I couldn't quite make up my mind how I felt about the controversy over whether Radio 1 should broadcast Ding Dong! The Witch Is Dead on its official charts show yesterday. On the one hand, we're forever being told that Thatcherism was all about "freedom" (except for Chileans, Cambodians and non-white South Africans, naturally), and therefore the logic that good Thatcherites should simply accept that people have the freedom to offend seemed inescapable. And of course that was exactly the line we heard from many conservative commentators during the debate over the offensive Danish cartoons a few years ago, so it would have been nice to see a little consistency of principle from them. On the other hand, the idea that the song could be played in full by the state broadcaster when everyone would know exactly what it represented in this context (direct celebration of an individual's recent death) seemed just a bit too in-your-face. So, on the whole, I came round to feeling that an acknowledgement of the song's chart position, an explanation of what it was doing there, plus a clip of the song, was probably a fair enough compromise.

But that was before the decision to play I'm In Love With Margaret Thatcher in full earlier in the same show. Above all else, Radio 1 needed to demonstrate that it was being politically even-handed, so either both songs should have been played in full, or neither should have been. It's not good enough to say that the pro-Thatcher song was not intended to offend - it had only reached its lowly chart spot as a direct result of a campaign designed to counter the one that had got Ding Dong! to number two. If one song required a news report to put it in its correct political context, then they both did.
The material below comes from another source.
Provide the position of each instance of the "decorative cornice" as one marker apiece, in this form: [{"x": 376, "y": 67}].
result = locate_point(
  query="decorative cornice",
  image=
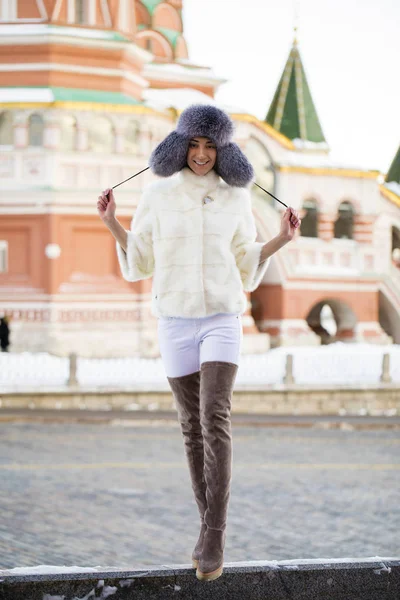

In purely practical terms, without making any moral judgements, it has to be said that the success of a Facebook campaign in getting an intensely annoying song from a 1930s musical to very near the top of the charts is an incredible achievement. There was a time when campaigns like the "it'll be hilarious if this works" one for Rik Waller to win Pop Idol fell flat on their face as a matter of routine, so the mobilising power of social media really seems to have come of age.